For the last several years, we’ve been hearing about how much it costs to build ever larger language models. Today, a state-of-the-art language model requires approaching a million-trillion-trillion (1024) arithmetic operations involving hundreds of billions of parameters. Doing the math, assuming a decent, if older GPU, such as an A100, you come up with how many years this computation will take. Then you figure out how many GPUs you need given how many days you have to complete the computation. For example, Meta recently published that training a 65 billion parameter version of the LLaMA model using over a trillion tokens of text took approximately 21 days on roughly 2,000 such GPUs. That’s almost exactly 1 million hours of GPU time, which can be had for less than $1,000,000.
So, for $1 million, given a few decent machine learning folks, you could replicate a state-of-the-art language model or build your own tweaked to perform better in your domain, such as Bloomberg has done given its financial market. Expect to see much more of this from many corners, especially in healthcare, various areas of the life sciences, and others.
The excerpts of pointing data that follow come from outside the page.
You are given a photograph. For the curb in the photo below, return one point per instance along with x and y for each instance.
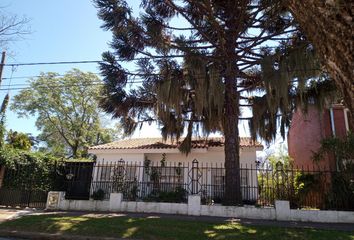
(50, 236)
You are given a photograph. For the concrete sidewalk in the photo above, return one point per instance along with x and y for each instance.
(325, 226)
(8, 214)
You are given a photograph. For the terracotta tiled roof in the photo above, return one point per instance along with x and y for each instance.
(158, 143)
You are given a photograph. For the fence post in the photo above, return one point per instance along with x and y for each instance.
(195, 176)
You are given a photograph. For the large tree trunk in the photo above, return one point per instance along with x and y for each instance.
(230, 122)
(329, 26)
(2, 174)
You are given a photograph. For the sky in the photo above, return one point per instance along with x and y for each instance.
(65, 30)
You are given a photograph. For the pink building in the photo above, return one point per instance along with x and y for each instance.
(307, 131)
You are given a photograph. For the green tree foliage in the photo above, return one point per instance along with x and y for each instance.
(19, 140)
(198, 77)
(67, 111)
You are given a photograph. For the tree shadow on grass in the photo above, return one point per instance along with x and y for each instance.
(161, 228)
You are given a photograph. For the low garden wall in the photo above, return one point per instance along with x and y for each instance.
(281, 212)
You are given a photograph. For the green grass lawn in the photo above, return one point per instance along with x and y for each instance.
(162, 228)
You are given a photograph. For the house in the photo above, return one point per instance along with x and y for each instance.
(307, 131)
(138, 161)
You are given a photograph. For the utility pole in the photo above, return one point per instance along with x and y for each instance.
(2, 65)
(2, 130)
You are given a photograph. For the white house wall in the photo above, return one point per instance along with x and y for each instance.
(211, 157)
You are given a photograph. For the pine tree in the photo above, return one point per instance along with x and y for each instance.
(197, 77)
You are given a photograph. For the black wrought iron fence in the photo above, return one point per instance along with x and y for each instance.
(173, 182)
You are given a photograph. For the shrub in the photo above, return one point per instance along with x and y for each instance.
(98, 195)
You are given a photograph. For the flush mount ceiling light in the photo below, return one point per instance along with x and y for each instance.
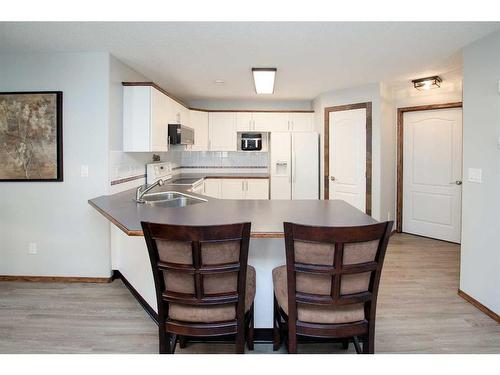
(427, 83)
(263, 79)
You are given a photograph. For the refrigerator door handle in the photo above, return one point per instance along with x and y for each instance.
(293, 159)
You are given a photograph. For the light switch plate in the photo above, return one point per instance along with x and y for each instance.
(84, 171)
(32, 248)
(475, 175)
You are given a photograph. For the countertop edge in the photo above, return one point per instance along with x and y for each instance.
(138, 233)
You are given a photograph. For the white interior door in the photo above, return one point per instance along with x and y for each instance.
(432, 173)
(280, 164)
(347, 157)
(305, 165)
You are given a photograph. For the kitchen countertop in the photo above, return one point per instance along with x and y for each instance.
(223, 175)
(266, 216)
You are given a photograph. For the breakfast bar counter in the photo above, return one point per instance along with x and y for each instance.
(129, 253)
(266, 216)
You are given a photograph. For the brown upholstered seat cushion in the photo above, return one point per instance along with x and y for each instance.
(216, 313)
(315, 313)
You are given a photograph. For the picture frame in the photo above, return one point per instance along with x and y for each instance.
(31, 136)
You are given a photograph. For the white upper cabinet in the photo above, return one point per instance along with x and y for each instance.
(145, 119)
(244, 188)
(301, 122)
(222, 131)
(270, 121)
(274, 121)
(199, 122)
(244, 121)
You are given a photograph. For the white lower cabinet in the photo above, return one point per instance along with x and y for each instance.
(233, 188)
(212, 187)
(237, 188)
(222, 131)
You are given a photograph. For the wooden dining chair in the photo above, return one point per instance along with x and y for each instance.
(204, 286)
(329, 285)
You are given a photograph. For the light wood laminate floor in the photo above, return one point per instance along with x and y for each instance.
(418, 312)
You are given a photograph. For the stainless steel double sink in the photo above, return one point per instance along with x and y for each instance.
(171, 199)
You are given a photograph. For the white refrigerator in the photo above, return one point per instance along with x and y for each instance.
(294, 165)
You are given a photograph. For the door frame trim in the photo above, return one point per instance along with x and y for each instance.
(326, 149)
(400, 128)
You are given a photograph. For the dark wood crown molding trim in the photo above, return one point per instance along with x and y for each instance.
(56, 279)
(400, 129)
(152, 84)
(493, 315)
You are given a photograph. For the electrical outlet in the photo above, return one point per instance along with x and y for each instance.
(475, 175)
(84, 170)
(32, 248)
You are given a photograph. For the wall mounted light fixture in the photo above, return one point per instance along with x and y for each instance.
(427, 83)
(263, 79)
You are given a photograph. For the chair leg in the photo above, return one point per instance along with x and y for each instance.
(250, 332)
(240, 336)
(292, 342)
(276, 326)
(292, 337)
(345, 344)
(165, 343)
(369, 344)
(356, 345)
(182, 342)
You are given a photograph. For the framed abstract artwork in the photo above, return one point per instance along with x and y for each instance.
(31, 136)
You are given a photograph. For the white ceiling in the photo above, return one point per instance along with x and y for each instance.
(312, 57)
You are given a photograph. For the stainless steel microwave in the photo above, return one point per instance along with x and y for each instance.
(251, 141)
(180, 135)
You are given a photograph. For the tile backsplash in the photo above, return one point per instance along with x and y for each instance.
(123, 165)
(224, 159)
(130, 164)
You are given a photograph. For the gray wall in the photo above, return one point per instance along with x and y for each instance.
(73, 239)
(480, 254)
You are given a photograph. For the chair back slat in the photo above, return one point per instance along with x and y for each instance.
(334, 265)
(198, 265)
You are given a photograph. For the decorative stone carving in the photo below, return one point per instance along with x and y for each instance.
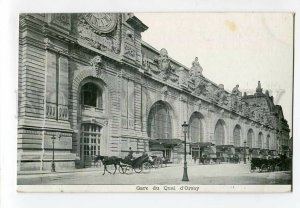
(220, 95)
(183, 77)
(97, 65)
(145, 62)
(196, 69)
(62, 20)
(164, 64)
(89, 34)
(236, 97)
(130, 52)
(101, 22)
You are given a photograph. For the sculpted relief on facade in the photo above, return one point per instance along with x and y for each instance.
(101, 32)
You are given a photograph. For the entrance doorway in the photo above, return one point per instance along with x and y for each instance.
(89, 143)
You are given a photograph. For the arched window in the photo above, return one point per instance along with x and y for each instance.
(237, 136)
(91, 95)
(268, 142)
(220, 133)
(196, 128)
(159, 122)
(250, 135)
(259, 141)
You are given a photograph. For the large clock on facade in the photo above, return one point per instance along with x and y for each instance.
(102, 22)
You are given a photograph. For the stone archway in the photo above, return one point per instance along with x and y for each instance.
(160, 121)
(237, 136)
(250, 138)
(220, 132)
(196, 127)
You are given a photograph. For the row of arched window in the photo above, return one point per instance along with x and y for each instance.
(160, 127)
(160, 122)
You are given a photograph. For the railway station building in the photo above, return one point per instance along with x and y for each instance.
(89, 85)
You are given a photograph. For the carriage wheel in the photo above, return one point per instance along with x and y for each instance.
(157, 164)
(264, 168)
(128, 170)
(277, 167)
(122, 169)
(138, 169)
(146, 167)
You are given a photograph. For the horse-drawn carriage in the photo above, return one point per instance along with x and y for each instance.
(138, 165)
(281, 163)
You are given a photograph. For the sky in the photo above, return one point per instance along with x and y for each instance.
(233, 48)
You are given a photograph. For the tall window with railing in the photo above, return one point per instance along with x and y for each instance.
(220, 133)
(91, 95)
(196, 128)
(159, 122)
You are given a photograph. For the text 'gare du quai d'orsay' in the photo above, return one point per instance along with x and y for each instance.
(90, 82)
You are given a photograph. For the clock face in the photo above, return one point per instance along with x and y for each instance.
(102, 22)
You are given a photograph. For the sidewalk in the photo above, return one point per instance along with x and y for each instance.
(48, 172)
(70, 171)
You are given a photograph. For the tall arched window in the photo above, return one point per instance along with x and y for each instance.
(259, 141)
(220, 133)
(159, 122)
(237, 136)
(196, 128)
(91, 95)
(250, 137)
(268, 142)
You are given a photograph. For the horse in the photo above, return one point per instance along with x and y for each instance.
(108, 161)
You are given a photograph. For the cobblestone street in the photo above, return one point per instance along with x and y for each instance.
(221, 174)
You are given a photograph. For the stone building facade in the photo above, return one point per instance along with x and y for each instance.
(90, 84)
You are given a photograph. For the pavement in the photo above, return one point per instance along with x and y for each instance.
(216, 174)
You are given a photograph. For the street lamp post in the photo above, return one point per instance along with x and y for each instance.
(53, 141)
(245, 152)
(185, 127)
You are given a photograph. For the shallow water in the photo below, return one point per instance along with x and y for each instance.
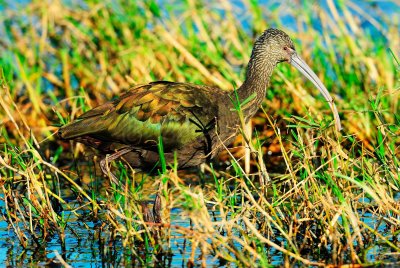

I would like to save the $1 million and start with the 30 or 65 billion parameter LLaMA model rather than train it from scratch. Unfortunately, Meta is not forthcoming with model weights for LLaMA beyond 13 billion parameters. The 13 billion parameter model is impressive enough. The 7B model is not capable enough for me. The 65 billion parameter model would be better, but not twice as good. The 30B parameter model is in the sweet spot.
Note that if you’re fine with a smaller pre-trained language mode, you could try Stability AI’s LM. These are the folks who brought you Stable Diffusion. They promise to eventually release, for any use including commercial, language models up to 65B. When available, the 15B model may be a good option. For now, I’d like to stick with LLaMA because of some of its significant algorithmic improvements.
Although available, even the 13 billion parameter model is not openly licensed. As is frustratingly common, the model weights are licensed only for research, not for commercial purposes. Meta invites commercial inquiry but, regrettably, based on my experience, is not eager to respond. So, wanting to use LLaMA commercially, you may have to train your own model. So, let’s talk budgets?
Training a 13 billion parameter model will cost about 20% of training a 65-billion parameter version. That will cost less than $200,000. You might be able to cut that cost by half, maybe more, however. It’s a little dicey, but you can cut back on the training data. Google’s excellent results from Chinchilla teach us to balance model size with training. OK, but the truth is that you can get over 90% of a language model’s final performance with less than half a trillion tokens of training data.
If you can afford it, you can avoid cutting back on the training data by taking your time. Your language model will be pretty good in 30% of the time Meta took and you can just let it improve over time. That is, start using the model and keep training it, replacing the one you’re using every once and a while. This is viable even if you perform fine-tuning (and even reinforcement learning) because the relative costs for such tuning are quite small versus pre-training.
The bottom line here is that you can build your own 13 billion parameter LLaMA for less than $100,000. If you’re going to do millions of transactions, you might not be able to afford not to go in this direction!
LLaMA is essentially an improved version of Open AI’s GPT. LLaMA benefits from various algorithmic improvements since GPT-3 was released a couple years ago. Recently, Open AI introduce Instruct GPT, which follows instructions and Chat GPT, which holds conversations. And GPT has advanced to version 4.
LLaMA is GPT without the instruction following or conversational abilities. These are easy, and inexpensive, to add, however. Consider instruction following, for example. Researchers from Stanford generating tens of thousands of simple instructions and results using GPT-4 and trained the 7 billion parameter version of LLaMA with them. The dataset is relatively simple, and I thought weak, but was remarkably effective. I was quite surprised how well it follows instructions given only that simple, synthetic dataset.
On the other hand, it’s not all that surprising, given that we have seen much transfer of learned representations in vision. The ease of improvement here is simply because any decent generative language model will quickly adapt to using its representation to new linguistic sequences, such as those involving instructions. It doesn’t have to construct much new representation to do so.
The resulting language model is dubbed Alpaca; a cute play on words. Well, now there is Vicuna! Vicuna takes the 13 billion parameter LLaMA to approach ever more closely to Open AI’s state-of-the-art performance. According to the researchers from CMU, Stanford, and the University of California at Berkley and San Diego.
Look them up. It’s stunning how easily they compete with Google and approach Open AI. And the training cost to improve LLaMA to “within 10%” of GPT was less than $1,000. More and more is happening on this front. For more, see Microsoft’s DeepSpeed-Chat (which may seem odd given their investments in OpenAI, the company.).